Kalki Koechlin al River to River: "Quanto è difficile essere madri"

L’attrice e modella indiana al cinema La Compagnia dove si è tenuta l’anteprima del film Goldfish

Kalki Koechlin al River to River: "Quanto è difficile essere madri"

Kalki Koechlin al River to River: "Quanto è difficile essere madri"

"Quanto è difficile essere mamme. Ma è anche molto gratificante". A dirlo è attrice e modella indiana Kalki Koechlin, ospite del gran finale di "River to River", il festival che esplora il volto contemporaneo dell’India.
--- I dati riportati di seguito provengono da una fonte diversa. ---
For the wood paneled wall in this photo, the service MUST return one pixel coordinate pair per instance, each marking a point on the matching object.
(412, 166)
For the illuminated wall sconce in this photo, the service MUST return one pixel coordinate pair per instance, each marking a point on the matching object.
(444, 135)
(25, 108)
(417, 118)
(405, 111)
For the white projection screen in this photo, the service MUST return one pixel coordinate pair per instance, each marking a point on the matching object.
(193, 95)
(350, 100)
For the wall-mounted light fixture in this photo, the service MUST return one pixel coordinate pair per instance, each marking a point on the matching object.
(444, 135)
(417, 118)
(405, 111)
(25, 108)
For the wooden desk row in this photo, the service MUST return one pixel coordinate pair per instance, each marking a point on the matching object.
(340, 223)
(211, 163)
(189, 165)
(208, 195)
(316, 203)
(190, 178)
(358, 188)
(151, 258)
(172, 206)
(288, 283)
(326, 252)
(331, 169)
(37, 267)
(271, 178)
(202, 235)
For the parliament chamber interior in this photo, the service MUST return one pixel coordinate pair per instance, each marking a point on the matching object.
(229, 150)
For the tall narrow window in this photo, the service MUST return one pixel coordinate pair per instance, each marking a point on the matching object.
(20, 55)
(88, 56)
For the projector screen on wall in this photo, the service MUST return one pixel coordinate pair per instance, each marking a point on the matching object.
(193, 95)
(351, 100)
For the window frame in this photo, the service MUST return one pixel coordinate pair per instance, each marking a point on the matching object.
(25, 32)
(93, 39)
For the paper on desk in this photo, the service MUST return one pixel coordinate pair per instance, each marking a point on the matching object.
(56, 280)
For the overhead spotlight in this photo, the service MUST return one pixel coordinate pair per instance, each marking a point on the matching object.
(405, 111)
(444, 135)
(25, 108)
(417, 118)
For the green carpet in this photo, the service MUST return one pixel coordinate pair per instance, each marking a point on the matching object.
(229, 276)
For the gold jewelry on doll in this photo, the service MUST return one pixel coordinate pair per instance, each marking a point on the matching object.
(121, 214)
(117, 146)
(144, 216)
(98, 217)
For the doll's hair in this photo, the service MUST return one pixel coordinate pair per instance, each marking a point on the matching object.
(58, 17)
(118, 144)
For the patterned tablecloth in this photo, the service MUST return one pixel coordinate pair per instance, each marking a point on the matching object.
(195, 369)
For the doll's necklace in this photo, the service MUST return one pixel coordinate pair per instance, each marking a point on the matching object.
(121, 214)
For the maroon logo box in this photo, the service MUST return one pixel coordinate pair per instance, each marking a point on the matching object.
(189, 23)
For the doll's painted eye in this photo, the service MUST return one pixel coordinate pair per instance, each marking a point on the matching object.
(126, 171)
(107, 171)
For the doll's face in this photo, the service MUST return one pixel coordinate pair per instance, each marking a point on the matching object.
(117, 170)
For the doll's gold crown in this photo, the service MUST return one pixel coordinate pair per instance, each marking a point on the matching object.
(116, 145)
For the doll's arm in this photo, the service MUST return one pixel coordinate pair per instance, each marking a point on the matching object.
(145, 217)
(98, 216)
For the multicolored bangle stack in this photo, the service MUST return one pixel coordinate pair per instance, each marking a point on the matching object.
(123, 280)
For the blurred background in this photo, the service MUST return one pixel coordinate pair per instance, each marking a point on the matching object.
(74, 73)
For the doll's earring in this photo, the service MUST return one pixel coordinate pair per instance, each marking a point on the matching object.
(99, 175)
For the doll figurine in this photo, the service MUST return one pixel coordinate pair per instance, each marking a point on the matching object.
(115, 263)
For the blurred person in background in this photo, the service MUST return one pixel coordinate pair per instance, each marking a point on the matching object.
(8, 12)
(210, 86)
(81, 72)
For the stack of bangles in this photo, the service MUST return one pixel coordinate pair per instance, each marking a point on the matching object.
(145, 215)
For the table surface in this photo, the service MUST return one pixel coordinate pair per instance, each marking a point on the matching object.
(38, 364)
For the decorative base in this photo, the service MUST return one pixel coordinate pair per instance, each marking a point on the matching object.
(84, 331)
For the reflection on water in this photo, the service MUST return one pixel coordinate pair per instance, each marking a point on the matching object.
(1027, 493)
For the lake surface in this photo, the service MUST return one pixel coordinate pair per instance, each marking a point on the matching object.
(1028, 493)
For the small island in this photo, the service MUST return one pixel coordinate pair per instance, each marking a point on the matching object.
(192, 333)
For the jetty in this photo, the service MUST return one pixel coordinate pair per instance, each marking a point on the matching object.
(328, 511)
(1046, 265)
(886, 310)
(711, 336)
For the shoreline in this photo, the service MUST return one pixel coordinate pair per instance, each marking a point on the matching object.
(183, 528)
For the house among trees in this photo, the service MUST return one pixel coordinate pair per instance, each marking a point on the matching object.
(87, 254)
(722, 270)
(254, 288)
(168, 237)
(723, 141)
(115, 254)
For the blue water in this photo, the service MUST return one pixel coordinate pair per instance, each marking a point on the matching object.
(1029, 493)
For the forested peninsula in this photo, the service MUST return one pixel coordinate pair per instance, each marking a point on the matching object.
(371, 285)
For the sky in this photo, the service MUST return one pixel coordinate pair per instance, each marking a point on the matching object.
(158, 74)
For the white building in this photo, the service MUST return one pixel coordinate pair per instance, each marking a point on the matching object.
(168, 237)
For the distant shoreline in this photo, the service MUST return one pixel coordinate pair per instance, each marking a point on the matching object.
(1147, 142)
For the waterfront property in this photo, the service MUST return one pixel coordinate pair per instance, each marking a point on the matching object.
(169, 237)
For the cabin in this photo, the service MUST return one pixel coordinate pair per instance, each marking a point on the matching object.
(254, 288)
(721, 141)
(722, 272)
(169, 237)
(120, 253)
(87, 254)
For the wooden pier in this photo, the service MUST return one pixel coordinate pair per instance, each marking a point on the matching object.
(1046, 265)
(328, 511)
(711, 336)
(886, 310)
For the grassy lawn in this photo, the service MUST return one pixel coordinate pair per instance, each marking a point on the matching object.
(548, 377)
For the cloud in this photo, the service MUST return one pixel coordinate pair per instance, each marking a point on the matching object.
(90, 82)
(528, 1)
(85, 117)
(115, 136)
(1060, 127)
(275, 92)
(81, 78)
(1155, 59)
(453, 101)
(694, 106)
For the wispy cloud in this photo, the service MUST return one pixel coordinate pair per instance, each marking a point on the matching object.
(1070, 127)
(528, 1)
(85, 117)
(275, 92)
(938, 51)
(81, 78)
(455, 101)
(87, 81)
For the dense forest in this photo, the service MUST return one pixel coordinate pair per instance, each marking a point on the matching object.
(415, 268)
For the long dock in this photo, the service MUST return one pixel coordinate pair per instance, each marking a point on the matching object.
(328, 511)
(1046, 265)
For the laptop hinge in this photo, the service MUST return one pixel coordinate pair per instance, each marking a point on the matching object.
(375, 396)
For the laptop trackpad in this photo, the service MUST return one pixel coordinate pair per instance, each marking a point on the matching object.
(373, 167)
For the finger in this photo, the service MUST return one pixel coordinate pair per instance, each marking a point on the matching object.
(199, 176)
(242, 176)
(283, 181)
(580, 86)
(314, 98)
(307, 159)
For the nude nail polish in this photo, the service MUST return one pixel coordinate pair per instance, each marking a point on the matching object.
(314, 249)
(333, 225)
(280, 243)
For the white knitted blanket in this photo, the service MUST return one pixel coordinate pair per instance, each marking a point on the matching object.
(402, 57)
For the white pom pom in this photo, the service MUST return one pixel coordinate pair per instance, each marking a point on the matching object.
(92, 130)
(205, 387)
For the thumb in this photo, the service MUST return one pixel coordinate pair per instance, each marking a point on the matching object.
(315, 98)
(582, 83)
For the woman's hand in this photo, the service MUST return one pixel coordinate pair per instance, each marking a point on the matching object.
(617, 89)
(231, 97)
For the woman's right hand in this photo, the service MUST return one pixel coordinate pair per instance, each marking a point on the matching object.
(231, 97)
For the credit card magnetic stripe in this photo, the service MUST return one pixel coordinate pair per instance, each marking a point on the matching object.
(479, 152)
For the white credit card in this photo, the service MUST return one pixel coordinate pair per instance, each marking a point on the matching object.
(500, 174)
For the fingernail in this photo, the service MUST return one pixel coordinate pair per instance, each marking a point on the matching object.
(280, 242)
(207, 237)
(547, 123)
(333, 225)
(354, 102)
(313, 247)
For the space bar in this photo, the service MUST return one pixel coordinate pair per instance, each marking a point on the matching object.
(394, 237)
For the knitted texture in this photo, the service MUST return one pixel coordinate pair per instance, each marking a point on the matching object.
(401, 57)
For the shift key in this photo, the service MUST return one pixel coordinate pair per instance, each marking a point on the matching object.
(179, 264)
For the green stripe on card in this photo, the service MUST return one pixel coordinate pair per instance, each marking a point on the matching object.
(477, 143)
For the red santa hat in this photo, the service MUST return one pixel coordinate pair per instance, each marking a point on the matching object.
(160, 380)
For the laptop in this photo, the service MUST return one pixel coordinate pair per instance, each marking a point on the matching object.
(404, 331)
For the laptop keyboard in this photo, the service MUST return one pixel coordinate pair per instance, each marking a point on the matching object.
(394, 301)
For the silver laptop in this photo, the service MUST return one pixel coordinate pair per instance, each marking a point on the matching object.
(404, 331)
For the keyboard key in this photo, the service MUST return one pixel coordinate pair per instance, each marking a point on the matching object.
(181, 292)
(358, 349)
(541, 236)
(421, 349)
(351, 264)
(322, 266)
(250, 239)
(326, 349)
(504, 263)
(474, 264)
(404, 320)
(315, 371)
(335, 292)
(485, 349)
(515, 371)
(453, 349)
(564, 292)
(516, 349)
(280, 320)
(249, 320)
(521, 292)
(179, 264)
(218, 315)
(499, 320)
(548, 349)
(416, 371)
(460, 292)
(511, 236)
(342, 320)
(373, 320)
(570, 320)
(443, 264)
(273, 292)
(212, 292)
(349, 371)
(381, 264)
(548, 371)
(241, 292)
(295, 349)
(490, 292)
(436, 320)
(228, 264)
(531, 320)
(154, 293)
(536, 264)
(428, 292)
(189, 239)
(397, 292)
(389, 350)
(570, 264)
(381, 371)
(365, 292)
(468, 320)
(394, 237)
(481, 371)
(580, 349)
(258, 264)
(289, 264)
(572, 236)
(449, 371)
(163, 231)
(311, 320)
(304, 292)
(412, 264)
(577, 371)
Al cinema La Compagna, ieri, in una giornata tutta al femminile, era ospite anche Kalki Koechlin, celebre nel ruolo di Batya Abelman nella serie Netflix "Sacred Games". La 39enne è la protagonista del film "Goldfish" (in anteprima proprio al cinema di Firenze) di Pushan Kripalani: la storia di una donna, Anamika, costretta a confrontarsi con le ferite passato per affrontare il declino psichico della madre Safhana, interpretata da Deepti Naval, icona del cinema hindi.

"Goldfish" è la storia di due donne, madre e figlia che si ritrovano dopo 10 anni: come ha lavorato per creare questo tipo di rapporto?

"Attingendo al mio difficile rapporto con mia madre quando ero adolescente, ho trovato spunti familiari nell’atteggiamento del mio personaggio nei confronti di Sadhana, la madre. Ci sono molte cose non dette nel film, che ci siamo, però, confidate durante le prove, così quando la telecamera era davanti a noi sapevamo cosa ’non stavamo dicendo’ tra le righe".

Nella vita reale lei è madre: ciò ha influenzato il suo ruolo sul set?

"Questo è il mio primo film da quando sono mamma. A causa del Covid, quasi per un anno e mezzo sono rimasta a casa con la piccola. Poi è arrivato questo film: sono partita per Londra con ben due settimane d’anticipo rispetto alle riprese, proprio per far ambientare la bimba e trovarle una tata. Ma lei non ne voleva sapere della babysitter. La notte prima delle riprese ero esasperata, stanca e spaventata. La bimba piangeva, alle undici di sera ancora pianti. A un certo punto le ho detto: ‘ascolta amore, voglio davvero fare questo film, non lavoro da due anni, ti prometto che starò con te ogni mattina e ogni sera, ma nel frattempo ho bisogno che tu stia con tata Amanda. La mattina successiva, mia figlia, per prima cosa mi ha chiesto dove era la tata. Ho capito, così, che anche le mamme possono essere vulnerabili e che devono condividere con i figli le emozioni, i desideri e le aspirazioni. Non bisogna essere solo madri forti e tutte d’un pezzo".

Progetti futuri?

"Conciliare lavoro e famiglia. In ambito professionale ho un film in uscita su Netflix il 26 dicembre dal titolo Kho Gaye Hum Kahan".